Grab , more specifically Grab:spider
A very interesting lightweight framework, but it seems to be missing:
- Ability to centrally manage spiders
- Schedule for launching individual tasks
- Possibility to carry out a separate launch of only the "parser".
Scrapy
The most famous and widely promoted tool for writing spiders in Python. Questions to him are roughly similar to questions on Grab:spider:
- Schedule for launching individual tasks
- Possibility to carry out a separate launch of only the "parser".

In total, what would you advise: write your own solution or try to use the framework?

Reply

Answer the question

In order to leave comments, you need to log in

5 answer(s)

D

Dimonchik, 2018-03-14
@dimonchik2013

pyspider liked the interface for a very long time, until I tried all the parts of scrapy

I

iSergios, 2018-03-23
@iSergios

It seems to me that you have not understood the topic, start over.
None of these features complicate the choice of a framework, because none of them are covered and should not be covered by its functionality.
Any scraping framework is a fishing rod. Rybak to write to you yourself. And it is not the fishing rod that should decide how often and with what frequency to launch, where to store the accumulated and everything else. For the purposes of scraping, you should have only one question: should you parse JS or not. If not - your choice is BeautifulSoup, because it is very fast. If yes, look towards Selenium.

D

Dmitry, 2018-03-13
@EvilsInterrupt

Scrappy
Of the minuses:
* Complexity of installation on a Windows system. Therefore, once you will need to put . Document the installation process.
* I had problems with encodings, but it's possible I had something with my hands.
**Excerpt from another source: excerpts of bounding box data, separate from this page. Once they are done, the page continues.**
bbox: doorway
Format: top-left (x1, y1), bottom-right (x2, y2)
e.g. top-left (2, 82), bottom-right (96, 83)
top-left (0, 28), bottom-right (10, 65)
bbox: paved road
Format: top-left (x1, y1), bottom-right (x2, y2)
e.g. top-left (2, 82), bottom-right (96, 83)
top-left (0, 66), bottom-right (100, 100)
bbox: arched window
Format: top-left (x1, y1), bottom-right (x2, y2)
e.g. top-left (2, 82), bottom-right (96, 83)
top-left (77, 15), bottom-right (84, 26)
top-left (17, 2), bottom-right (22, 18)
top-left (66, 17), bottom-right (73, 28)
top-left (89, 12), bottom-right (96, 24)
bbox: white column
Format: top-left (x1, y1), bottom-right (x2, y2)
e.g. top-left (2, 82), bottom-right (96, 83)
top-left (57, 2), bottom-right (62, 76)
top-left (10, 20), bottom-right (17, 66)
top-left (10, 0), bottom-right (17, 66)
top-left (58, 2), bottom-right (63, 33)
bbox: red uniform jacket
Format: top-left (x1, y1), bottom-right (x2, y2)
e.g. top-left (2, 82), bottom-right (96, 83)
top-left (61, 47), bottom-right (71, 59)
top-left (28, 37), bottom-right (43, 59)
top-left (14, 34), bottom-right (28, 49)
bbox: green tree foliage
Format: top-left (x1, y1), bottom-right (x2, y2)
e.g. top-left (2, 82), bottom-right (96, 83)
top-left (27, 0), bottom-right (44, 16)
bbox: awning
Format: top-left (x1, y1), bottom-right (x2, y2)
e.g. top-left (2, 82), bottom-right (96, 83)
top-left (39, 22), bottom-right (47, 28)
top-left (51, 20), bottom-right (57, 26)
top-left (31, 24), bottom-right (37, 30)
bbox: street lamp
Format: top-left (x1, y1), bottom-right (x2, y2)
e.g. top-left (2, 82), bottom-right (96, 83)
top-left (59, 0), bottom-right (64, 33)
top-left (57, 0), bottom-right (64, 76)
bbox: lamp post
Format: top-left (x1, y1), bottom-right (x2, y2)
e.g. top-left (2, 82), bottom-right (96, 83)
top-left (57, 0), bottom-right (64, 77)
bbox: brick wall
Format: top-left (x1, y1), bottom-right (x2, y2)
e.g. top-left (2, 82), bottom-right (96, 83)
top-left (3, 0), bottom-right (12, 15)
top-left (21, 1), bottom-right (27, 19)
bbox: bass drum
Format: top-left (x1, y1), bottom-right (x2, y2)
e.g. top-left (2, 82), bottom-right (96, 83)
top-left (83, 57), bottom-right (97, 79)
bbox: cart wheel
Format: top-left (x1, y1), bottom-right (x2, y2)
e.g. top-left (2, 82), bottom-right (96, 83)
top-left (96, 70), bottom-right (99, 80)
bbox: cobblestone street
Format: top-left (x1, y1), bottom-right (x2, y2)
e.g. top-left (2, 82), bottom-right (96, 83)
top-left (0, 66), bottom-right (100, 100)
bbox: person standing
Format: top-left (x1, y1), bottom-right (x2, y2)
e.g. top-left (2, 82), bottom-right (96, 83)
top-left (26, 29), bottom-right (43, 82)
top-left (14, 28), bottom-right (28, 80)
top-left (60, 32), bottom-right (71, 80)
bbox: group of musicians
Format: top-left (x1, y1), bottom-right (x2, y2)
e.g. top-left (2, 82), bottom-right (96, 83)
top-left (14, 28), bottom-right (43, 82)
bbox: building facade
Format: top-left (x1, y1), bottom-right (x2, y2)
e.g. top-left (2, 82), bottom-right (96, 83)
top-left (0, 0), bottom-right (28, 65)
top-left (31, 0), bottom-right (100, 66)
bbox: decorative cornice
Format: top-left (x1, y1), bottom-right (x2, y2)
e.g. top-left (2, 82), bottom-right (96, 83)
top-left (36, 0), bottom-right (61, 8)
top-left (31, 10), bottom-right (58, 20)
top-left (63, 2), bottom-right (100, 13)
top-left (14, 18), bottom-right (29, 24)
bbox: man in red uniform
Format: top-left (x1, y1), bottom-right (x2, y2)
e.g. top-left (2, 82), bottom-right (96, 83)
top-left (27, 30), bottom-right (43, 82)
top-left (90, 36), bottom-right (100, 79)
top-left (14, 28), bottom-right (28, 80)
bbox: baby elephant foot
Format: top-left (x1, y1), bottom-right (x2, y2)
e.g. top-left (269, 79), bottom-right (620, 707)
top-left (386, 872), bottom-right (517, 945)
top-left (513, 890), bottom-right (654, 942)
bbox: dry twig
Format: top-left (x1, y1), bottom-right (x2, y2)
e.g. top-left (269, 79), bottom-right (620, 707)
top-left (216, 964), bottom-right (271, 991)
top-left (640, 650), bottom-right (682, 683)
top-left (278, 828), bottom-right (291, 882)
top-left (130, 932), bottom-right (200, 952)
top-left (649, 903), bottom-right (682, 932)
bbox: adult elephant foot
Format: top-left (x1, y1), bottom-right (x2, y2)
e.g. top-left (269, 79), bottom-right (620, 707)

Pay attention to this
From the pros:
* Known to many
* Structured
* A lot of information on it

M

Mikhail Sisin, 2018-03-14
@JabbaHotep

Writing your own framework from scratch is quite a difficult task. He himself participated in the development of 1 Perl framework, 2 in Python and one in Ruby and one more in Go (all proprietary) :) However, it gives you the opportunity to build any architecture to suit your needs. This makes sense if the volumes are large - hundreds and thousands of parsers and the architecture of existing frameworks does not suit.
Points 3 and 4 do not contradict each other in any way, you store the data centrally in the database. You launch tasks distributed through the task management system (workers that launch parsers can be located on different hosts). Proxies must be mandatory, regardless of the degree of distribution.
Regarding the desire to run only the parsing part, I'm not sure if this is possible out of the box, but I can suggest a workaround. 2 scrapers are being written - one crawler, the second parser that parses local pages.

S

Sergey, 2018-03-22
@seriyPS

You can try to use Scrapy as a fetcher and then throw raw pages into some kind of queue like RabbitMQ or Kafka.
The good thing about Scrapy is that it's very modular (at least it was when I last used it). If you don't like the built-in queue scheduler, replace it with your own. If you don't like how it works with headers / proxies / caching - you add your own middleware.
The main complaint in my case was the single threading and complexity of Twisted. When they started to run into performance, they simply rewrote it to Erlang. But overall I liked the experience.